- Type: Formation
- Underlies: Wohlgeschichtete Kalk Formation
- Overlies: Ornatenton Formation
- Thickness: 25 to 125 metres

Lithology
- Primary: Limestone

Location
- Country: Germany

= Impressamergel Formation =

Geologic formation in Germany

The Impressamergel Formation is a geologic formation in Germany. It preserves fossils dating back to the Jurassic period.

== History ==
The term was proposed by Gert Bloos, Gerd Dietl and Günter Schweigert in 2005 for a lithostratigraphic rock formation. The name goes back to the term Impressakalke introduced by Friedrich August Quenstedt in 1857. The name is derived from the brachiopod Terebratula impressa (today Aulacothyris impressa ).

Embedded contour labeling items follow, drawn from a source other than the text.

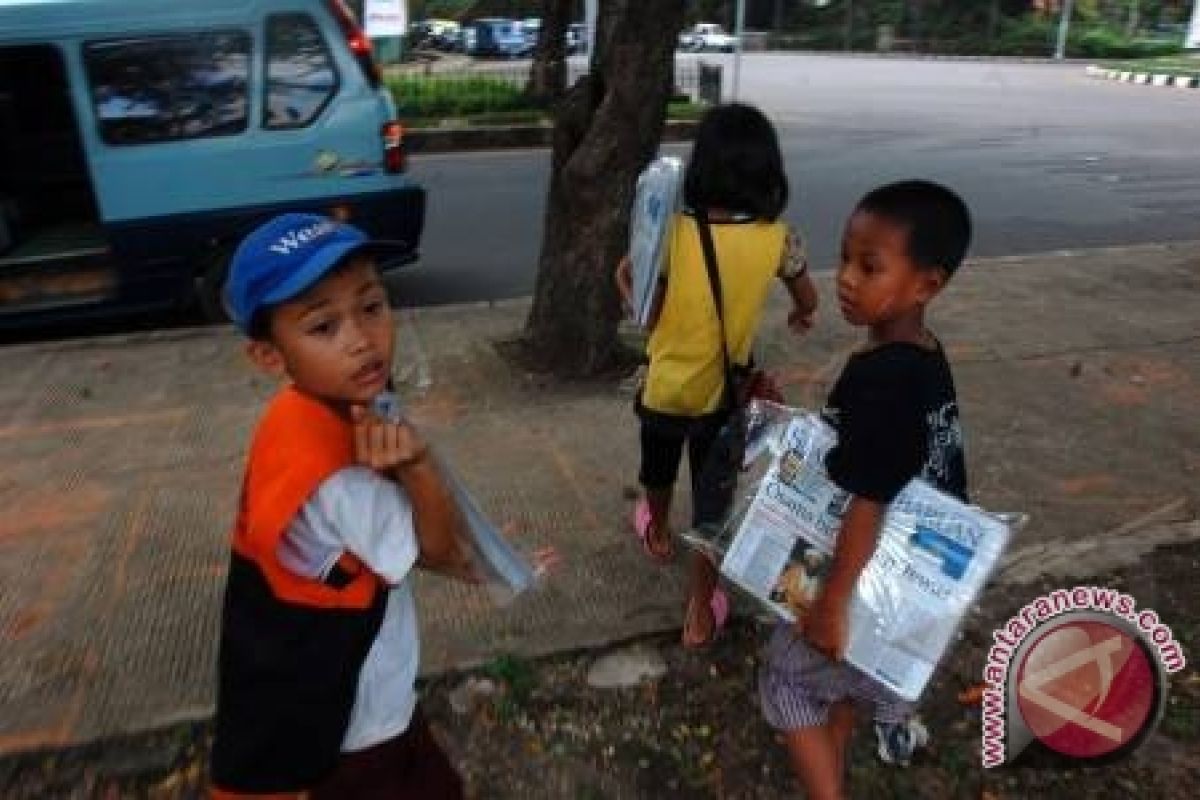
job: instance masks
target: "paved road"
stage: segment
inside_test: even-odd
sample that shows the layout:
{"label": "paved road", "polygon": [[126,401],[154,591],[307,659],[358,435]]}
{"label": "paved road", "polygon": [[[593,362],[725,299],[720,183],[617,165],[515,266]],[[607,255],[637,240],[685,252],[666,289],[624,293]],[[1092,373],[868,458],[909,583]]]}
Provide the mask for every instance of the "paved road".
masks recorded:
{"label": "paved road", "polygon": [[[818,267],[863,191],[912,175],[967,197],[978,255],[1200,236],[1200,91],[1080,65],[764,54],[745,59],[742,96],[779,125],[788,217]],[[397,278],[403,301],[528,294],[548,152],[426,156],[414,173],[430,188],[426,257]]]}

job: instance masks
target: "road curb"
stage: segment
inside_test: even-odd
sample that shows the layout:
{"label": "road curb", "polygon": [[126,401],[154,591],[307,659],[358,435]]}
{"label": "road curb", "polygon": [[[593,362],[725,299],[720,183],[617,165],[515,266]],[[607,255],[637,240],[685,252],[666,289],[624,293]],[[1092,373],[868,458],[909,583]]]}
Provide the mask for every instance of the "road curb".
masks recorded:
{"label": "road curb", "polygon": [[1056,59],[1049,55],[961,55],[954,53],[907,53],[896,50],[877,53],[874,50],[755,50],[752,55],[805,55],[827,56],[830,59],[877,59],[881,61],[961,61],[964,64],[1042,64],[1046,66],[1064,66],[1087,64],[1087,59]]}
{"label": "road curb", "polygon": [[1200,89],[1200,78],[1180,76],[1168,72],[1134,72],[1129,70],[1110,70],[1108,67],[1087,67],[1087,76],[1104,80],[1120,80],[1141,86],[1160,86],[1166,89]]}
{"label": "road curb", "polygon": [[[697,120],[668,120],[662,130],[664,142],[690,142]],[[553,143],[554,126],[487,125],[475,127],[413,128],[404,134],[408,152],[472,152],[479,150],[512,150],[548,148]]]}

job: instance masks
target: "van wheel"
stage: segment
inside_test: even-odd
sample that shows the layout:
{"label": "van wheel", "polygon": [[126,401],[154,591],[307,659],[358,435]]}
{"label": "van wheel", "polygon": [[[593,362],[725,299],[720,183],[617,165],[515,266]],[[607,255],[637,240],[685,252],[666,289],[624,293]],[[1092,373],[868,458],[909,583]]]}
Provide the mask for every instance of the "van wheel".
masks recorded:
{"label": "van wheel", "polygon": [[196,302],[206,323],[228,323],[229,314],[224,309],[224,282],[229,277],[232,247],[217,247],[200,265],[196,276]]}

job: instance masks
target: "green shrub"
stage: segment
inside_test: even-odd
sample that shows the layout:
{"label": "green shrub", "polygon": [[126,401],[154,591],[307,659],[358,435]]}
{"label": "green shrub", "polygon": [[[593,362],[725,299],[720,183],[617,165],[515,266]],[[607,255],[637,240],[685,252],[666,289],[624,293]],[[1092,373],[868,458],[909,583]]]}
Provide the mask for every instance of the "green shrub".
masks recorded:
{"label": "green shrub", "polygon": [[1042,17],[1004,19],[994,50],[1000,55],[1050,55],[1056,31],[1056,24]]}
{"label": "green shrub", "polygon": [[1123,32],[1104,25],[1072,35],[1068,55],[1084,59],[1147,59],[1174,55],[1181,50],[1174,41],[1127,38]]}
{"label": "green shrub", "polygon": [[532,108],[524,91],[487,76],[403,76],[388,82],[401,118],[466,116]]}

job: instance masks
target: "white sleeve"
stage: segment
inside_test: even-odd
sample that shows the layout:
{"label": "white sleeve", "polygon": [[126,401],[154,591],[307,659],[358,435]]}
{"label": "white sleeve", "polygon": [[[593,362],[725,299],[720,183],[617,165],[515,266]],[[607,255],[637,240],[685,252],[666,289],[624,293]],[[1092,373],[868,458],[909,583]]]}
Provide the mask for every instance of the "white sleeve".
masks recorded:
{"label": "white sleeve", "polygon": [[325,479],[277,551],[283,566],[314,578],[328,575],[344,552],[392,585],[404,579],[420,554],[408,497],[366,467],[347,467]]}

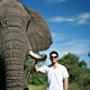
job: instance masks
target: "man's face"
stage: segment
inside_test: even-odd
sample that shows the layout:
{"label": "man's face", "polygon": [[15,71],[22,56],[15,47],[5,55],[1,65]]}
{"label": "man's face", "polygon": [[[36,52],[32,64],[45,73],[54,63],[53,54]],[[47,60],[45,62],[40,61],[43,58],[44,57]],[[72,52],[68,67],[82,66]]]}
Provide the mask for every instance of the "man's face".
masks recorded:
{"label": "man's face", "polygon": [[51,56],[50,56],[50,59],[51,59],[51,62],[52,63],[56,63],[57,62],[57,54],[51,54]]}

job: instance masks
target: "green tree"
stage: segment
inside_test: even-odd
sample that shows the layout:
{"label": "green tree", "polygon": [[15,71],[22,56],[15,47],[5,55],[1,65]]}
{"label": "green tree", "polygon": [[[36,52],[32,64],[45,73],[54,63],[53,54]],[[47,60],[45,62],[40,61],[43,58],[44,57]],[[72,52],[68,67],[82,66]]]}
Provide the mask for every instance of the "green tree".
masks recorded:
{"label": "green tree", "polygon": [[29,84],[41,85],[46,81],[46,74],[34,71],[34,60],[30,56],[25,58],[24,70]]}
{"label": "green tree", "polygon": [[85,86],[90,82],[90,72],[87,68],[85,60],[80,60],[77,55],[68,53],[59,59],[58,62],[67,67],[71,83],[75,82],[80,86]]}

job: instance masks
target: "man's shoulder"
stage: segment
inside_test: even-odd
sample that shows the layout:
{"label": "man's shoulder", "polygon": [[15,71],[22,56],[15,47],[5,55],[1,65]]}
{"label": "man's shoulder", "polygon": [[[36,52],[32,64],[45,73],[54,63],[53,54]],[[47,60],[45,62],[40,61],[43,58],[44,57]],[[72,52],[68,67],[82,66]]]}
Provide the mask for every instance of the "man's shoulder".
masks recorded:
{"label": "man's shoulder", "polygon": [[60,67],[60,68],[62,68],[62,69],[65,69],[66,67],[64,66],[64,65],[62,65],[62,64],[58,64],[58,66]]}

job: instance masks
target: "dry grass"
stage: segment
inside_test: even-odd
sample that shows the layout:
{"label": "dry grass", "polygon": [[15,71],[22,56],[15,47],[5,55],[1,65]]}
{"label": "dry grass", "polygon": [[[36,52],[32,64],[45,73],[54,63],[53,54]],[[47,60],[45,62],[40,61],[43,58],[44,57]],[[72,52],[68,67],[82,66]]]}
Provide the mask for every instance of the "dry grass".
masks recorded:
{"label": "dry grass", "polygon": [[45,85],[39,85],[39,86],[29,85],[29,90],[46,90],[46,86]]}

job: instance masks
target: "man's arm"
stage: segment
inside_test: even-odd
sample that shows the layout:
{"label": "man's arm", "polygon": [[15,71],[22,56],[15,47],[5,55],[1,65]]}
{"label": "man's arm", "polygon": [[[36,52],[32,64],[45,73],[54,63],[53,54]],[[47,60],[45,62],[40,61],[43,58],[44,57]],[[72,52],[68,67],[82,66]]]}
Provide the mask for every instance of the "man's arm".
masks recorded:
{"label": "man's arm", "polygon": [[37,61],[35,61],[35,63],[34,63],[34,69],[35,69],[35,72],[39,72],[39,67],[38,67]]}
{"label": "man's arm", "polygon": [[64,90],[68,90],[68,77],[64,78]]}

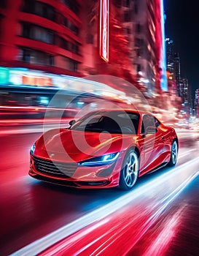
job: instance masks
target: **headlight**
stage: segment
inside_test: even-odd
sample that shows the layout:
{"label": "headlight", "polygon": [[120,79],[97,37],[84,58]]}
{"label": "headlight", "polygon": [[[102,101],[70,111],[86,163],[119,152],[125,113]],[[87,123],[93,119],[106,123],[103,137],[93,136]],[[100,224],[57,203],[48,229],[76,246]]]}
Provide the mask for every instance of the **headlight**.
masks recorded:
{"label": "headlight", "polygon": [[79,165],[84,166],[98,166],[109,165],[117,159],[120,154],[120,152],[105,154],[101,157],[96,157],[90,159],[82,161],[79,162]]}
{"label": "headlight", "polygon": [[35,150],[35,144],[34,144],[32,146],[31,146],[31,154],[34,154],[34,150]]}

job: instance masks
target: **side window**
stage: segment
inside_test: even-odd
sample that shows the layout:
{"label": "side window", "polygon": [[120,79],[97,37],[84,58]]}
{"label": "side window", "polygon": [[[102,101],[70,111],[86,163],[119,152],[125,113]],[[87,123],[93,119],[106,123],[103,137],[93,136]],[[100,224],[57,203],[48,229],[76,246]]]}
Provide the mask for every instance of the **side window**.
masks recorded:
{"label": "side window", "polygon": [[150,115],[144,115],[142,118],[141,122],[141,133],[145,133],[148,127],[157,128],[160,126],[160,122]]}

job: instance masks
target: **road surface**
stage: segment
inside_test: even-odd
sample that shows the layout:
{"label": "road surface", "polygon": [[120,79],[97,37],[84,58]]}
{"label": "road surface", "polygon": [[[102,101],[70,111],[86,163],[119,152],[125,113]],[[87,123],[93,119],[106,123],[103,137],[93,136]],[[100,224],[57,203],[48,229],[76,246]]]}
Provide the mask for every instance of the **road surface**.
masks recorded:
{"label": "road surface", "polygon": [[199,135],[180,132],[176,166],[123,192],[28,176],[29,150],[42,132],[38,125],[0,131],[0,255],[199,255]]}

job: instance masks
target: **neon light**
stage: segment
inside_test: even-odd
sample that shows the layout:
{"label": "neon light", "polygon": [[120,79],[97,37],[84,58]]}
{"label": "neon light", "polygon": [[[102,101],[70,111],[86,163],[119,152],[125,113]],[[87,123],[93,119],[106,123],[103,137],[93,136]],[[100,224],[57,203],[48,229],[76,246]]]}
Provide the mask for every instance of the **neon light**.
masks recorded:
{"label": "neon light", "polygon": [[109,0],[101,0],[100,3],[100,56],[109,61]]}
{"label": "neon light", "polygon": [[160,80],[161,89],[163,91],[168,91],[167,77],[166,77],[166,56],[165,56],[165,18],[163,0],[160,0],[160,19],[162,26],[162,48],[160,55],[160,66],[163,70],[162,79]]}

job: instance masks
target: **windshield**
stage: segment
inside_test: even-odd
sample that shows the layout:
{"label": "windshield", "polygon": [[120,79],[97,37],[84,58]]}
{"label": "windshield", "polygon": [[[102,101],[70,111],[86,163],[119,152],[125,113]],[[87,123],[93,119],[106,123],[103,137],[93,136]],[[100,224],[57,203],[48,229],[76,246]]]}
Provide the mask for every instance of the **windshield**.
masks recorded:
{"label": "windshield", "polygon": [[73,130],[112,134],[138,132],[139,115],[125,111],[96,111],[81,118],[71,128]]}

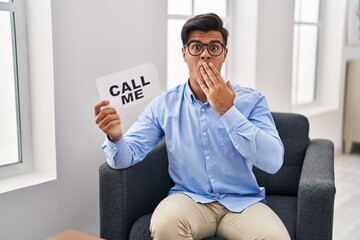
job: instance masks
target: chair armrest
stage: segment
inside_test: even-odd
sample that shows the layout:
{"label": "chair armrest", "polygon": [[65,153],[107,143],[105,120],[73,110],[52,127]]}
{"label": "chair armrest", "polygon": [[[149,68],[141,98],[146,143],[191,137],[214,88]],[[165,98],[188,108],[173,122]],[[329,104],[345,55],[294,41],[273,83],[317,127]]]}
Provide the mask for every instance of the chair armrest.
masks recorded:
{"label": "chair armrest", "polygon": [[300,176],[297,239],[332,239],[335,191],[334,145],[312,140]]}
{"label": "chair armrest", "polygon": [[129,239],[134,222],[151,213],[172,185],[164,142],[130,168],[116,170],[102,164],[99,168],[101,237]]}

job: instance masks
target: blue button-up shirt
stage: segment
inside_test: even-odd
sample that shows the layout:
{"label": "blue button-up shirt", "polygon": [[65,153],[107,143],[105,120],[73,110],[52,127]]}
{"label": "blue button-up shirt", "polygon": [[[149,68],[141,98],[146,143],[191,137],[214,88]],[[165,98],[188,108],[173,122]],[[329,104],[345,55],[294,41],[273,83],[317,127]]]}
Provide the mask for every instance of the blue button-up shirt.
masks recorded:
{"label": "blue button-up shirt", "polygon": [[103,152],[113,168],[143,160],[164,137],[169,173],[175,186],[196,202],[218,201],[234,212],[262,201],[253,165],[275,173],[284,148],[266,99],[256,90],[232,84],[234,106],[220,116],[196,100],[189,84],[155,98],[118,142],[108,139]]}

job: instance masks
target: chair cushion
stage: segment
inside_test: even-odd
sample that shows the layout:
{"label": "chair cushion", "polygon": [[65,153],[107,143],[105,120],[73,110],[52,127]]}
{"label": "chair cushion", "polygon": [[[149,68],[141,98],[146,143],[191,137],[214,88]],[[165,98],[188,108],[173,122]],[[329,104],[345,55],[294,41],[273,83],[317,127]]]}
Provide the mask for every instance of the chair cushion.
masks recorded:
{"label": "chair cushion", "polygon": [[[291,196],[267,196],[268,205],[284,222],[291,239],[295,239],[297,198]],[[129,240],[151,240],[149,231],[152,214],[140,217],[132,226]],[[208,237],[204,240],[221,240],[219,237]]]}
{"label": "chair cushion", "polygon": [[279,136],[284,144],[284,163],[276,174],[256,167],[253,172],[266,195],[297,196],[300,174],[309,145],[309,121],[299,114],[272,113]]}

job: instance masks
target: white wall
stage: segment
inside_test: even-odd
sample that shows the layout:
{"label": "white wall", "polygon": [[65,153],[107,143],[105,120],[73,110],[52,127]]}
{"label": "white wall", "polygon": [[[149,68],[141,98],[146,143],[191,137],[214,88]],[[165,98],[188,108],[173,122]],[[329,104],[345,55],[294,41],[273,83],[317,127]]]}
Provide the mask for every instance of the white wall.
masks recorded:
{"label": "white wall", "polygon": [[[104,135],[94,122],[94,78],[155,61],[165,88],[166,2],[52,1],[58,179],[0,195],[0,240],[99,233]],[[122,113],[125,129],[140,110]]]}
{"label": "white wall", "polygon": [[[244,1],[239,0],[242,10]],[[98,234],[98,167],[104,161],[100,151],[104,135],[94,123],[93,105],[98,101],[94,78],[156,61],[165,88],[166,2],[52,1],[58,180],[0,195],[0,240],[45,239],[68,228]],[[331,4],[328,17],[339,19],[337,31],[344,38],[344,1],[327,2]],[[251,5],[250,24],[237,16],[243,22],[231,29],[237,38],[251,36],[232,43],[232,79],[255,84],[275,111],[291,110],[292,8],[288,0],[258,0]],[[253,26],[258,27],[256,33]],[[238,27],[249,29],[238,34]],[[343,45],[339,51],[341,66],[334,66],[340,68],[339,76],[331,76],[340,78],[335,94],[338,105],[309,116],[311,137],[329,138],[337,147],[342,138],[346,61],[360,58],[358,47]],[[244,52],[250,61],[236,57]],[[239,73],[236,66],[247,72]],[[125,129],[139,111],[122,114]]]}

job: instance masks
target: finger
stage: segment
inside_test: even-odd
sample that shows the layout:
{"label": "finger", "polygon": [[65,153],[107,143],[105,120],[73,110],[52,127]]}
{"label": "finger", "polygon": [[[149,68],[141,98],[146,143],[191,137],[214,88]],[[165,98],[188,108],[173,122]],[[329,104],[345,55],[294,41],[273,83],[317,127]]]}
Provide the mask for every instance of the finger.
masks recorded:
{"label": "finger", "polygon": [[230,81],[227,81],[227,82],[226,82],[226,87],[229,89],[230,92],[234,92],[234,90],[233,90],[232,87],[231,87]]}
{"label": "finger", "polygon": [[200,73],[203,77],[204,80],[204,84],[207,85],[207,87],[212,87],[214,85],[214,83],[212,82],[212,80],[210,79],[209,75],[207,74],[207,72],[205,71],[204,67],[200,67]]}
{"label": "finger", "polygon": [[211,73],[214,75],[214,79],[217,80],[218,83],[224,84],[224,80],[221,77],[220,72],[217,70],[217,68],[215,67],[214,64],[209,63],[208,64],[209,68],[211,69]]}
{"label": "finger", "polygon": [[103,121],[104,118],[106,118],[108,115],[115,114],[117,115],[117,112],[114,108],[105,108],[100,110],[98,115],[95,116],[95,122],[99,125],[101,121]]}
{"label": "finger", "polygon": [[95,117],[99,115],[101,108],[107,106],[110,102],[108,100],[102,100],[101,102],[97,103],[94,107]]}
{"label": "finger", "polygon": [[209,88],[208,86],[205,84],[205,80],[204,79],[200,79],[198,78],[198,83],[200,88],[203,90],[203,92],[207,95],[209,92]]}
{"label": "finger", "polygon": [[108,114],[104,119],[102,119],[98,126],[100,129],[107,131],[115,124],[120,124],[120,118],[117,114]]}
{"label": "finger", "polygon": [[[211,65],[210,65],[211,64]],[[210,68],[212,66],[212,68]],[[206,74],[208,75],[208,78],[211,80],[212,84],[218,84],[220,83],[219,79],[217,79],[216,72],[218,72],[215,68],[215,66],[212,63],[203,63],[204,70]]]}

== Definition and distribution area ==
The Impressamergel formation includes dark gray to light gray limestones with some embedded limestone beds. The lower limit is relatively well defined by the change in color (from "brown" to "white" Jura). The upper limit is formed by the onset of the limestone of the Wohlgeschichtete Kalk Formation . It meshes with the Lochen Formation especially in the higher part and is increasingly replaced by this formation. In the Upper Rhine Valley, it is represented by Kandern Formation, Korallenkalk Formation and Nerineenkalk Formation . The distribution of the Impressamergel formation extends over the entire Swabian Alb to the Wutach area.